# Generic Laser Printer Drivers



## jdpeterman (Apr 7, 2008)

Just bought a new computer with Windows 7 (64 bit) and my old laser printer, Konica Minolta Pagepro 1250w, does not have a driver that works in that OS. Does anybody know if there are generic laser printer drivers that would work on that machine, or possibly work, that I could download.

Thanks,

JD


----------



## pip22 (Aug 22, 2004)

Konica Minolta released a "Universal" driver for their brand of printers in late 2010, and it's compatible with Windows 7 (I guess the launch of Win7 was their main reason for supplying such a driver, and especially as most of their printers are relatively expensive, which must have caused protests from Konica owners who discovered their printer had no Windows 7 support).

Being a universal driver, by it's very nature it may not support all the features that a device-specific driver does, but it will allow you to continue using your printer for basic printing functions, thereby delaying the need to buy a replacement.

Get it here: Universal Printer Driver from Konica Minolta Business Solutions.


----------



## jdpeterman (Apr 7, 2008)

Thanks.

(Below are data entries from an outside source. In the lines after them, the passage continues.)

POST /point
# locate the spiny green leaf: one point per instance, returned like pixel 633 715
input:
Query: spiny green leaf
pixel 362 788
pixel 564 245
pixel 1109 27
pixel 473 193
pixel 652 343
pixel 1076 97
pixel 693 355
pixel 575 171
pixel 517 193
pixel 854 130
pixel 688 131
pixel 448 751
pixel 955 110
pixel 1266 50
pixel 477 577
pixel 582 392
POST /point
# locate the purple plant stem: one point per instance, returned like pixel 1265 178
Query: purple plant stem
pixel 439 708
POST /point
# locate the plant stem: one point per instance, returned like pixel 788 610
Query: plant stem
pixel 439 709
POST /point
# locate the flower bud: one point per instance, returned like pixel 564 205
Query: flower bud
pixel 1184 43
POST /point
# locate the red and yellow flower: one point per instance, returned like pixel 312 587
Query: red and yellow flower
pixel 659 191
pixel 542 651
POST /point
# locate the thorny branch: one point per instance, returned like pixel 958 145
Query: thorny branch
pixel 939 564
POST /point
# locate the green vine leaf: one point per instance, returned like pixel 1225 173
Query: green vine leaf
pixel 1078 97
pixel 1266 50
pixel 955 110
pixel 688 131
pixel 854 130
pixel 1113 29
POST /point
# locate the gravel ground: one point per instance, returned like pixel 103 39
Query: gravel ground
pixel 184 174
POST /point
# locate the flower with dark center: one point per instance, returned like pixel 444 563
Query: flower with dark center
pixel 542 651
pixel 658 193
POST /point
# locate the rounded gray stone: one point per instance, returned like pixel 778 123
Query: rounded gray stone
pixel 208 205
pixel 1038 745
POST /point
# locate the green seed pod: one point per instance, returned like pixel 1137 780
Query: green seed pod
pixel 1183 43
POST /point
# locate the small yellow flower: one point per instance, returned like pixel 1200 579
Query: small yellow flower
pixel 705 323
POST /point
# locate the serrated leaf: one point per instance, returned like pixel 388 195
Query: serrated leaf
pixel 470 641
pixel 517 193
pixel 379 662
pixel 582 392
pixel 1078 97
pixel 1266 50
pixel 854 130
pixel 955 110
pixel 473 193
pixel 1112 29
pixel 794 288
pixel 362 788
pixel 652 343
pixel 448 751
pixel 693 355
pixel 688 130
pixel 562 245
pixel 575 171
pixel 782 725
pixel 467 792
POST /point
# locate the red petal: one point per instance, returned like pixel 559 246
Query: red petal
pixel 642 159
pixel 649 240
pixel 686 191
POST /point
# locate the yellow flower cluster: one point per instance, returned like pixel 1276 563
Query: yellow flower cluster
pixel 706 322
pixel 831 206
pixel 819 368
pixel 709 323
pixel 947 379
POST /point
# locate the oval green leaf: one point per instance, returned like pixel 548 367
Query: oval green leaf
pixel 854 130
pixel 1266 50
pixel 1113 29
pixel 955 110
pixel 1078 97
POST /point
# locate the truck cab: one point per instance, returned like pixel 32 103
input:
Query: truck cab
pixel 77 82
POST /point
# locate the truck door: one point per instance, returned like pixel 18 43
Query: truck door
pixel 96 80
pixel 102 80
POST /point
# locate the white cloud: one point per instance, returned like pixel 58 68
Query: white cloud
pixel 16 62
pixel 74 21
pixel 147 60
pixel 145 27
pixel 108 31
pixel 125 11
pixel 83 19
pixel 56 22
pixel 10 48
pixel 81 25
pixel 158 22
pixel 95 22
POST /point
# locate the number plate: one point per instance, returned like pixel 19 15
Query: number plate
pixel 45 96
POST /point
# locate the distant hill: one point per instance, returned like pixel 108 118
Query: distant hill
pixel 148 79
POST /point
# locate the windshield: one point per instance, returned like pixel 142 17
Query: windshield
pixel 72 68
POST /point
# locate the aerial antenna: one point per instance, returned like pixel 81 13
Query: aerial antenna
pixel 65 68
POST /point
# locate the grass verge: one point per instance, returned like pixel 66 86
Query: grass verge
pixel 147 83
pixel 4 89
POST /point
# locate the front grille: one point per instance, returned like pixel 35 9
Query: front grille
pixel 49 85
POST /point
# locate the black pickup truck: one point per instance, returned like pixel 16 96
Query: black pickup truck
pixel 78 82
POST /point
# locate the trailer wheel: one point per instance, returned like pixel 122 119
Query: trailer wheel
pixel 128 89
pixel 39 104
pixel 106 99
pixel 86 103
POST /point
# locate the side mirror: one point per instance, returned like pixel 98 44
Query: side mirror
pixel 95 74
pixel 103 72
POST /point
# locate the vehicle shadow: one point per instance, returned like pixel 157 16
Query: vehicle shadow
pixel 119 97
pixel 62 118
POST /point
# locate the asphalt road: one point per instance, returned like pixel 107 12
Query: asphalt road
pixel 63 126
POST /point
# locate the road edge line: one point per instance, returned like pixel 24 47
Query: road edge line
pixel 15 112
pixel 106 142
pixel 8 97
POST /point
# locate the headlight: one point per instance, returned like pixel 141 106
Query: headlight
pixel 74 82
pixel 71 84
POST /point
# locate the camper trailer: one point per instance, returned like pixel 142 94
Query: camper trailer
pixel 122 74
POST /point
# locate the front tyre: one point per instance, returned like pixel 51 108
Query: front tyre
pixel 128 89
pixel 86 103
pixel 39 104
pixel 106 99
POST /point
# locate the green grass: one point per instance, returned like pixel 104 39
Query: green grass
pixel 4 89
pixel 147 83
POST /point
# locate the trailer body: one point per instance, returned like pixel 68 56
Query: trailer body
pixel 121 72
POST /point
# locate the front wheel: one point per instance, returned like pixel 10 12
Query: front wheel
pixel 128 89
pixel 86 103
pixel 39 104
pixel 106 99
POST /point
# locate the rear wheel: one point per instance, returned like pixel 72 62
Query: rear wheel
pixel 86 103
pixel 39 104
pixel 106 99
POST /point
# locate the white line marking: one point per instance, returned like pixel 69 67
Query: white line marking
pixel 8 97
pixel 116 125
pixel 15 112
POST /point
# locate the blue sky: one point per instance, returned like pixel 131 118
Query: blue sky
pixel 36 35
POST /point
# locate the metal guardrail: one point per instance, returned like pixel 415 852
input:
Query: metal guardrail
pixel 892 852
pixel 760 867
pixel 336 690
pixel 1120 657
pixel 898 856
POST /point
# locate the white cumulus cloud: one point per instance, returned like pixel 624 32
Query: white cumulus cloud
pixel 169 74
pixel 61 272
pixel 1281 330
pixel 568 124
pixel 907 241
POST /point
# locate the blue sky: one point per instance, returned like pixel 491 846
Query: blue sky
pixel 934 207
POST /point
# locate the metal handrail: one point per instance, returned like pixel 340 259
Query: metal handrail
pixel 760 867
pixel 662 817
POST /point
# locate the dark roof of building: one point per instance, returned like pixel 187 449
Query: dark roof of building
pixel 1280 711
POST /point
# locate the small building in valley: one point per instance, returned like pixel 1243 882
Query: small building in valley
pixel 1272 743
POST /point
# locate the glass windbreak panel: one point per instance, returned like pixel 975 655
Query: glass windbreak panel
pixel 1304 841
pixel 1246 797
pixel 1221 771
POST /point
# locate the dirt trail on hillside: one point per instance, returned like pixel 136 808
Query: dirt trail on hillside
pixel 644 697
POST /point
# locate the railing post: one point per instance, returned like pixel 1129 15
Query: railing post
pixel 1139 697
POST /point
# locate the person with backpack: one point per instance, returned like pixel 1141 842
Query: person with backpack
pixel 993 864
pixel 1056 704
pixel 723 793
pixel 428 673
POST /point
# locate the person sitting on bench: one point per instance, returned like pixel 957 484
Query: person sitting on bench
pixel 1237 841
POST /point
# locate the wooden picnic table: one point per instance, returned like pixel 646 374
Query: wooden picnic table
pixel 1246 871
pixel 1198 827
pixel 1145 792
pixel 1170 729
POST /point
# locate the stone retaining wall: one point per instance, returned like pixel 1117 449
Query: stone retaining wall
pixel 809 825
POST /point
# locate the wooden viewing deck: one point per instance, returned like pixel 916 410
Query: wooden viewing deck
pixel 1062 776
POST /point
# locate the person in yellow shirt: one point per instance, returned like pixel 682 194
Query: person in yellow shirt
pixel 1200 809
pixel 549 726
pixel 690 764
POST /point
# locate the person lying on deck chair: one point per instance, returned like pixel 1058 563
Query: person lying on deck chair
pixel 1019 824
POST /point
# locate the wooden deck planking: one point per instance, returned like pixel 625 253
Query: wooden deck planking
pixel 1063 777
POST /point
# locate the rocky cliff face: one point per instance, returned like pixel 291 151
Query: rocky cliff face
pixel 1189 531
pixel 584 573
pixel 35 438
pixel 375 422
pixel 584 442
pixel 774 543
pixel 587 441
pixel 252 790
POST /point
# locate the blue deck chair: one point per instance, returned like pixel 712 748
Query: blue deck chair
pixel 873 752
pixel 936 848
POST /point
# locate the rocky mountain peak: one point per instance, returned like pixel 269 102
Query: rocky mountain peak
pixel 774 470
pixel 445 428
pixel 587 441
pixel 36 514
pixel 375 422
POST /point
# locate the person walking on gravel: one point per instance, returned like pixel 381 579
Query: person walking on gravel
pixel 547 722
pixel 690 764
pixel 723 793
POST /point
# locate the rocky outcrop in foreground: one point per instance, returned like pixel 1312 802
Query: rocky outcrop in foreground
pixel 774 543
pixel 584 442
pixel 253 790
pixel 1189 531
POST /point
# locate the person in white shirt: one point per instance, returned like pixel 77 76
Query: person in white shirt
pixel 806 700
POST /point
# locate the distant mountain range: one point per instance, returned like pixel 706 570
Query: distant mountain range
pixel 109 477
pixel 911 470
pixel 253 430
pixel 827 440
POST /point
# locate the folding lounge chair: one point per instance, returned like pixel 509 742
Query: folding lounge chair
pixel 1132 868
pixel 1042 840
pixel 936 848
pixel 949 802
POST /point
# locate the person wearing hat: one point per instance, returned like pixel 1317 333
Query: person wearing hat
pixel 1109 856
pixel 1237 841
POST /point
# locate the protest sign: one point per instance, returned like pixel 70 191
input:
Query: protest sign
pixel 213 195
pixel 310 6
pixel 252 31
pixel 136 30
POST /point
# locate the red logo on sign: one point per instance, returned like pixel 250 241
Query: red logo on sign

I had seen that mentioned after a Google search, and tried one, but was unsure which of the two PS or PCL version to try. I'll have to go through each and see if one works. I've been going through the generic drivers in the Windows Update driver screen one by one, too.


----------



## jdpeterman (Apr 7, 2008)

I've now been told by the computer manufacturer that there are no 64 bit drivers that work with that 1250w, and support at Konica Minolta said there were none for the printer and that they didn't know if the Universal Driver would work. It hasn't thus far. I still have to work through some of the Windows update generics, although that may not work.

Does anybody know if there are outside firms or people who write drivers for printers such as these or if there is a website that has something like that?

Thanks,

JD


----------